Referendum in Catalogna

Contro l'«unità nazionale»!

Contro tutti i particolarismi!

Contro la collaborazione tra le classi!

Per la lotta indipendente di classe!

 

 

Il 1 ° ottobre il Governo e il Parlamento della Catalogna hanno indetto un referendum per decidere su una possibile indipendenza dalla Spagna dei territori compresi nella Comunità autonoma della Catalogna. Si tratta della seconda convocazione a un referendum negli ultimi anni: nel 2014 un'altra iniziativa simile da parte di entrambi gli organismi diede un risultato decisamente favorevole al sì all'indipendenza tra i 2,3 milioni di elettori che parteciparono. Allora il referendum non fu convocato con un carattere vincolante ma consultivo, ma per il prossimo 1 ottobre il voto è stato organizzato con un apparato giuridico sancito dal Parlamento che pretende di essere in grado di proclamare l'indipendenza della Catalogna se il risultato, come tutto fa presagire, sarà favorevole al sì.

Da parte sua, il governo spagnolo e tutti gli organismi dello Stato competenti in materia di giurisdizione territoriale (Corte Costituzionale, Procura Generale ecc.) hanno già avvertito che impediranno la votazione e il Presidente Rajoy stesso ha lasciato intendere nelle sue ultime dichiarazioni che arriverà ad applicare l'articolo 155 della Costituzione spagnola che consente di sospendere il regime di autonomia di qualunque regione che ne goda se, in un modo o nell'altro, si pone contro la Costituzione spagnola.

 

PROLETARI!

Nel referendum in Catalogna del prossimo 1° ottobre non è in gioco l'indipendenza della Catalogna. L’origine, le motivazioni e le finalità di questa convocazione sono molto diverse da quelle che la propaganda nazionalista della piccola borghesia catalana, delle istituzioni, degli organi del governo della Comunità autonoma e lo stesso Stato spagnolo pretendono.

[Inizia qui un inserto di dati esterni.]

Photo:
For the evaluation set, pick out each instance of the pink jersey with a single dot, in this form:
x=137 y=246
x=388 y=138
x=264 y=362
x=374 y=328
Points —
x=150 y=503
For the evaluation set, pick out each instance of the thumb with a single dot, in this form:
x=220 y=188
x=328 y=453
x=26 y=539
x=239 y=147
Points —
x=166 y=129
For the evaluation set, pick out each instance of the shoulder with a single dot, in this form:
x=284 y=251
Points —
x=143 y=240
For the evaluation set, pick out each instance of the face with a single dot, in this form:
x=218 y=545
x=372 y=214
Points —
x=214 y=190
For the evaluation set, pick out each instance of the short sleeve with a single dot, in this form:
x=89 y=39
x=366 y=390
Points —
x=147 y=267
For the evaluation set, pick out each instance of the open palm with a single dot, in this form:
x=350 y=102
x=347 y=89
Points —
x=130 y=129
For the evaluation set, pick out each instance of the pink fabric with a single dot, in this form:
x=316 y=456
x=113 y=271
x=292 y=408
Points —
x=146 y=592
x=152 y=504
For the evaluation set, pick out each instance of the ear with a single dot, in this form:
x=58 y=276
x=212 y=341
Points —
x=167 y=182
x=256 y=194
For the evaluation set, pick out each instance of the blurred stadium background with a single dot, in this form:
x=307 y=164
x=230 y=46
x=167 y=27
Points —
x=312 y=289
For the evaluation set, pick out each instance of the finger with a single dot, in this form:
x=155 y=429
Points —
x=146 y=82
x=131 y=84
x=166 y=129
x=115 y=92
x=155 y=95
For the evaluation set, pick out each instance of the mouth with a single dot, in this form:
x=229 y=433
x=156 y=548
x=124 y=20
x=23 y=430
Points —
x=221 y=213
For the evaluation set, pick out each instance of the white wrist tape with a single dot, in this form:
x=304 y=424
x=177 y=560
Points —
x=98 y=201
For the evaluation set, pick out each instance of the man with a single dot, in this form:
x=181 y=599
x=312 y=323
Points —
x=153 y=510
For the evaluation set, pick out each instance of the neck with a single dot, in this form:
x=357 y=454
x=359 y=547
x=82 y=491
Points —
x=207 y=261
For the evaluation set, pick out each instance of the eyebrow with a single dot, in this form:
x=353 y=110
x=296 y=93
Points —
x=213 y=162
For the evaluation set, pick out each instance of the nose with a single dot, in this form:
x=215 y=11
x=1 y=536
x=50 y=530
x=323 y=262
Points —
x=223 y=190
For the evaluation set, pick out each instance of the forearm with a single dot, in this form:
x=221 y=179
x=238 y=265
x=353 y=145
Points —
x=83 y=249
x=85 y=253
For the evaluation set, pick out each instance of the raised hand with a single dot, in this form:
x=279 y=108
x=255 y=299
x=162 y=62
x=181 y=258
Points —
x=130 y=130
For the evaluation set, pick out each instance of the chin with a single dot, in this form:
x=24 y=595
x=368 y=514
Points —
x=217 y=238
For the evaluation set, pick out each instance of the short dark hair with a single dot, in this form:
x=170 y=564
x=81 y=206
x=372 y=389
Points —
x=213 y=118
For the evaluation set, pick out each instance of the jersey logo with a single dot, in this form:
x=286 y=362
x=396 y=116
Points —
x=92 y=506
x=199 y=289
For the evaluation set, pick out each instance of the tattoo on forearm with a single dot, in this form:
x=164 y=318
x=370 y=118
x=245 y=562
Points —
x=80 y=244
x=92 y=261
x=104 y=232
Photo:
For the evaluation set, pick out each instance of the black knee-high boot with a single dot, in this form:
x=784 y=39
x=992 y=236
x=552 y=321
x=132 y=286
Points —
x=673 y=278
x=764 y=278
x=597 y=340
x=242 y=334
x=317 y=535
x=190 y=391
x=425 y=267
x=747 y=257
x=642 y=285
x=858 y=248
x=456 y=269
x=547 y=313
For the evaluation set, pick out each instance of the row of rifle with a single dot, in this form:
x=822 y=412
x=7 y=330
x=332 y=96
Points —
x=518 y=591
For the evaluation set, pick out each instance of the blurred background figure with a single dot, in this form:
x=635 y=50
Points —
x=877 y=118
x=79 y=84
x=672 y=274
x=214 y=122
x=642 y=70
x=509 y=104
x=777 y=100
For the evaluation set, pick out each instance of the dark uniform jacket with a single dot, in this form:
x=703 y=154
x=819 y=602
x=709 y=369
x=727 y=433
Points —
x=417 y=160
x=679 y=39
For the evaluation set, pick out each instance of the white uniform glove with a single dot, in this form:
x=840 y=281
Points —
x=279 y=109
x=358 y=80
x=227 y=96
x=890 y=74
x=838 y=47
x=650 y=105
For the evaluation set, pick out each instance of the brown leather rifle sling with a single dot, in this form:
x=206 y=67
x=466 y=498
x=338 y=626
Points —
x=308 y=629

La realtà è che la Catalogna sta attraversando una durissima crisi economica che si riflette nella crisi politica in cui si colloca il referendum e che è il vero fattore determinante sia di questa come di tutta l'agitazione nazionalista e democratica che da anni rischia di devastare il paese.

Dal 2007, anno di inizio della crisi capitalista, la Catalogna, che è stata storicamente la regione più importante della Spagna dal punto di vista economico, ha perso molta della sua preminenza per quanto riguarda le esportazioni di merci e servizi, gli impianti industriali, la costruzione di opere pubbliche e private ecc., tanto che la sua importanza in termini economici è caduta al livello del resto della Spagna. Ha visto aumentare il suo debito pubblico fino ad arrivare, nel 2012, alla metà dell’intero debito delle imprese pubbliche in Spagna e, infine, ha subito la contrazione degli investimenti stranieri, storicamente estremamente importanti nella regione, fino al punto di essere molto dietro rispetto alle altre comunità autonome.

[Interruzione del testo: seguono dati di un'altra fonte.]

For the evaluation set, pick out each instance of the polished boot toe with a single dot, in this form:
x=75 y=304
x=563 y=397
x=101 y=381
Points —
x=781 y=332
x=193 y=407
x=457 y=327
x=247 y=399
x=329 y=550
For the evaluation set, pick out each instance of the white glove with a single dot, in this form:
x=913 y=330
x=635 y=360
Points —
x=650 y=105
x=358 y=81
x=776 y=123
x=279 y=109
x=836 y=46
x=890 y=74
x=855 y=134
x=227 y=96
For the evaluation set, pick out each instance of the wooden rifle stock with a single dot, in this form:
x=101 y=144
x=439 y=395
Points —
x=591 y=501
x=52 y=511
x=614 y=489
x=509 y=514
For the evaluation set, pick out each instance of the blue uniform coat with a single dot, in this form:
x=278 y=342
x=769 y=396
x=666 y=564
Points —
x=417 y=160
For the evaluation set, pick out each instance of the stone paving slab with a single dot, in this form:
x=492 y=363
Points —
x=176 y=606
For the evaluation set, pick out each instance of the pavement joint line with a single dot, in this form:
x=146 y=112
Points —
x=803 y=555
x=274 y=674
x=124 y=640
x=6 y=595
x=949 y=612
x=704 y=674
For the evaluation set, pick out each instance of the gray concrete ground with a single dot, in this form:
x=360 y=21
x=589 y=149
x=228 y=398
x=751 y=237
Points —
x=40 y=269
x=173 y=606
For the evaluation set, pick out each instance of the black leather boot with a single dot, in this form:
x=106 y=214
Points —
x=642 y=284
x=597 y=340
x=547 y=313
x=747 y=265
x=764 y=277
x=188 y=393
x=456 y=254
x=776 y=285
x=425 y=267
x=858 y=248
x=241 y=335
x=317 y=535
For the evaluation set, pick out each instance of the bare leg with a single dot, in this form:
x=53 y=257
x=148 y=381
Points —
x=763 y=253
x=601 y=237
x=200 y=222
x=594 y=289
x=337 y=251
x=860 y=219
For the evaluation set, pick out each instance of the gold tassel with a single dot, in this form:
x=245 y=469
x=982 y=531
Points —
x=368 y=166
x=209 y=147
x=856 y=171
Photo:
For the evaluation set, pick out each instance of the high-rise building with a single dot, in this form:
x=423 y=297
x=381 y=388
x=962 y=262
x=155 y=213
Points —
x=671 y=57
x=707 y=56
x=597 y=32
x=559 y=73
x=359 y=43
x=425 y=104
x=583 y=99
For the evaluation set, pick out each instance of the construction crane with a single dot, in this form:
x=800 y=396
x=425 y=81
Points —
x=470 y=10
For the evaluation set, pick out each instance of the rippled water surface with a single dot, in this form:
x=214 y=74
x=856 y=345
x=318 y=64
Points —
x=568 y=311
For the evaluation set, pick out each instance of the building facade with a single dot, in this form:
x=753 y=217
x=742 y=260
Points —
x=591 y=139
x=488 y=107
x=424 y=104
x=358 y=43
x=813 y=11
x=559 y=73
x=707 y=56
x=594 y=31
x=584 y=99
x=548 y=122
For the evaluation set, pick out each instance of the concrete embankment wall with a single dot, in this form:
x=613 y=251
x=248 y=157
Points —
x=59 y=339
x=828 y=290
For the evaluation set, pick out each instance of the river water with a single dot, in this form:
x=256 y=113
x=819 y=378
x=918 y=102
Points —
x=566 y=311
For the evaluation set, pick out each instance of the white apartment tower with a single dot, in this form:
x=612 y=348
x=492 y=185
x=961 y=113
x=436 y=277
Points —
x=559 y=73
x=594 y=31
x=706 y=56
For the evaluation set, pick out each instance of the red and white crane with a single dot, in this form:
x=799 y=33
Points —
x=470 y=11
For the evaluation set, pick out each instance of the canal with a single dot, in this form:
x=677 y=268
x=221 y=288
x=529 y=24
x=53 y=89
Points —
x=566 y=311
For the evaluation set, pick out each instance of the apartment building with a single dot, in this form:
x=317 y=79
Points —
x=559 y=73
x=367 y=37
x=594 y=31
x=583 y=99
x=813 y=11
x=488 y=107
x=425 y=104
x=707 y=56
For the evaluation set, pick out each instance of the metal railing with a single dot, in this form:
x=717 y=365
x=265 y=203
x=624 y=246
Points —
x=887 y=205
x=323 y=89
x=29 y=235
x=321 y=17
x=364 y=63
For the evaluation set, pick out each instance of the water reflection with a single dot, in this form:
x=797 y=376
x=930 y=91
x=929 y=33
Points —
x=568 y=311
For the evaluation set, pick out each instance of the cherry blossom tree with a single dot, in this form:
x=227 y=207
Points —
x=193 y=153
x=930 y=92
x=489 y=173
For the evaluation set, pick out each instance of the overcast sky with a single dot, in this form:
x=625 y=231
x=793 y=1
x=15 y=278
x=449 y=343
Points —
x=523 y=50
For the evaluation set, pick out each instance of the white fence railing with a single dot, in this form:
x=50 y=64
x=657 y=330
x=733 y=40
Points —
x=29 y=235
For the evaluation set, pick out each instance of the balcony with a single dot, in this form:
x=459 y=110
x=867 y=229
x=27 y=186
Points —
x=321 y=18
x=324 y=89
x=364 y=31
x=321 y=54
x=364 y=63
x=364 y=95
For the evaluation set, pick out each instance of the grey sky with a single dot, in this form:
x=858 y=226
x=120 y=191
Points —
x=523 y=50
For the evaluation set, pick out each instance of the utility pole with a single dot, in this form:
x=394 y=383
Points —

Come risultato, la Catalogna ha visto crollare il livello di vita della popolazione, soprattutto del proletariato catalano, tradizionalmente superiore rispetto al resto della Spagna, tanto da divenire la regione più colpita dalla disoccupazione dopo l’Andalusia e l’Estremadura: ha accumulato un aumento della disoccupazione che, in termini proporzionali, è il più elevato di tutta la Spagna.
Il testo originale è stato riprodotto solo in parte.